7.6 Treasurer. The Treasurer shall have custody of all funds, property, and securities of the corporation, subject to such regulations as may be imposed by the Board of Trustees. When necessary or proper the Treasurer may endorse for collection on behalf of the corporation checks, notes and other obligations, and shall deposit the same to the credit of the corporation at such bank or banks or depository as the Board of Trustees may designate. The Treasurer shall sign all receipts and vouchers and, together with the other officer or officers, if any, designated by the Board of Trustees, the Treasurer shall sign all checks of the corporation, except in cases where the authority to sign or execute checks has been expressly delegated by the Board of Trustees or by these Bylaws to some other officer or agent of the corporation. The Treasurer shall make such payments as may be necessary or proper to be made on behalf of the corporation. The Treasurer shall enter regularly on the books of the corporation to be kept by the Treasurer for the purpose full and accurate account of all moneys and obligations received and paid or incurred by the Treasurer for or on account of the corporation and, upon request by any trustee, shall exhibit such books to such trustee at a reasonable time at the offices of the corporation. The Treasurer shall, in general, perform all the duties incident to the office of Treasurer, subject to the control of the Board of Trustees.

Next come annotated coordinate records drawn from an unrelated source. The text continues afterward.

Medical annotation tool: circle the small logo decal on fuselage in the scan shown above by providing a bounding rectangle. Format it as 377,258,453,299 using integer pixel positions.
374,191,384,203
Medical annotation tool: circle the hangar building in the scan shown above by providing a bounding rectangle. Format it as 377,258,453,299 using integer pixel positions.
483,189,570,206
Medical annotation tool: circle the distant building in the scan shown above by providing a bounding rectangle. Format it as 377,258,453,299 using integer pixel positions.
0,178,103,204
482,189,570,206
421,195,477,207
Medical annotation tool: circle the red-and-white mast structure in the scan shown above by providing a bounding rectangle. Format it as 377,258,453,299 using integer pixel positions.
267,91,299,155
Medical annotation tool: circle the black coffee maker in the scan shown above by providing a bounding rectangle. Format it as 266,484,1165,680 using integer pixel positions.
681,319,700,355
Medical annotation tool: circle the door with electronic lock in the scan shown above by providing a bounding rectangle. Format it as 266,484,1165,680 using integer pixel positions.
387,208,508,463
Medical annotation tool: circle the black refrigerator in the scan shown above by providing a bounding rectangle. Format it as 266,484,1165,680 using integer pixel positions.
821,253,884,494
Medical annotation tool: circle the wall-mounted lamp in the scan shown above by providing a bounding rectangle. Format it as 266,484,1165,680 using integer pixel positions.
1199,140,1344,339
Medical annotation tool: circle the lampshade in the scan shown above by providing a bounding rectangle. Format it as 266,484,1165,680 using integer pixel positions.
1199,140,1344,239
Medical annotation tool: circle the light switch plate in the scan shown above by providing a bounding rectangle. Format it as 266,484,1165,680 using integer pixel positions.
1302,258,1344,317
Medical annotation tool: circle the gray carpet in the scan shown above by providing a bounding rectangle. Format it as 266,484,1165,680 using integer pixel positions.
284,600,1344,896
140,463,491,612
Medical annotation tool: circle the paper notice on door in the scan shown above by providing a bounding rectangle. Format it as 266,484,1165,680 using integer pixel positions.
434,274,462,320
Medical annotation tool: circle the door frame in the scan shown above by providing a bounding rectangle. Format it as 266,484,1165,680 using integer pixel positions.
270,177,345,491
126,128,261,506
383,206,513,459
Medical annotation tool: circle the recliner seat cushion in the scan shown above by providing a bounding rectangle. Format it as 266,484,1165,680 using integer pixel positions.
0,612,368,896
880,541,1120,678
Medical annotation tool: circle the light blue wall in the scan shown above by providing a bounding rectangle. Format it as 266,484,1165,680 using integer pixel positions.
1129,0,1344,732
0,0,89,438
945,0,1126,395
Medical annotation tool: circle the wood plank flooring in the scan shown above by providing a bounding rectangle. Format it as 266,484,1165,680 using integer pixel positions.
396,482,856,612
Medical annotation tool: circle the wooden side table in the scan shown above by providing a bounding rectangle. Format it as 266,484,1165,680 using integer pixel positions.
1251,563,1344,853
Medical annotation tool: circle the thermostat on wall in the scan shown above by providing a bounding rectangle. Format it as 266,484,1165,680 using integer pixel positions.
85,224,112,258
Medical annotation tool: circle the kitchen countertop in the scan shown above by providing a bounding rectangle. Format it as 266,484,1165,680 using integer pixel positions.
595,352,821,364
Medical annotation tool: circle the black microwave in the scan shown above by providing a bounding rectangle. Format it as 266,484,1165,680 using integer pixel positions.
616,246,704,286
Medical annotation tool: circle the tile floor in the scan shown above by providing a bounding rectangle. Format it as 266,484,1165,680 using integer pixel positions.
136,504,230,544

7.7 Removal. Any officer of the corporation may be removed from office with or without cause by the affirmative vote of a majority of the Board of Trustees.
ARTICLE VIII
AGENTS AND REPRESENTATIVES
8.1 Authority. The Board of Trustees may appoint additional agents and representatives of the corporation to perform such acts or duties on behalf of the corporation as the Board of Trustees may see fit, so far as may be consistent with these Bylaws, and to the extent authorized or permitted by law. Specifically, but without limitation, the Board of Trustees may hire, engage and retain attorneys, accountants, financial and investment advisors and other professionals in furtherance of the purposes herein set forth.
ARTICLE IX
CONTRACTS AND ADMINISTRATION OF FUNDS
9.1 Contracts and Administration of Funds. The Board of Trustees, except as these Bylaws otherwise provide, may authorize any officer or agent to enter into any contract or execute and deliver any instrument in the name of and on behalf of the corporation, and such authority may be general or confined to a specific instance.
ARTICLE X
FISCAL YEAR
10.1 Fiscal Year. The fiscal year of the corporation shall be such year as determined by resolution of the Board of Trustees.
ARTICLE XI
PROHIBITION AGAINST SHARING IN CORPORATE EARNINGS; DISSOLUTION
11.1 No Private Inurement. No trustee, officer, employee, committee member, or other person connected with the corporation, or any other private individual, shall receive any of the net earnings or pecuniary profit from the operations of the corporation at any time, provided, however, that this shall not prevent the payment to any such person of reasonable compensation, as determined by the Board of Trustees, for services rendered to or for the corporation and/or for reimbursement of reasonable expenses incurred in connection with such services.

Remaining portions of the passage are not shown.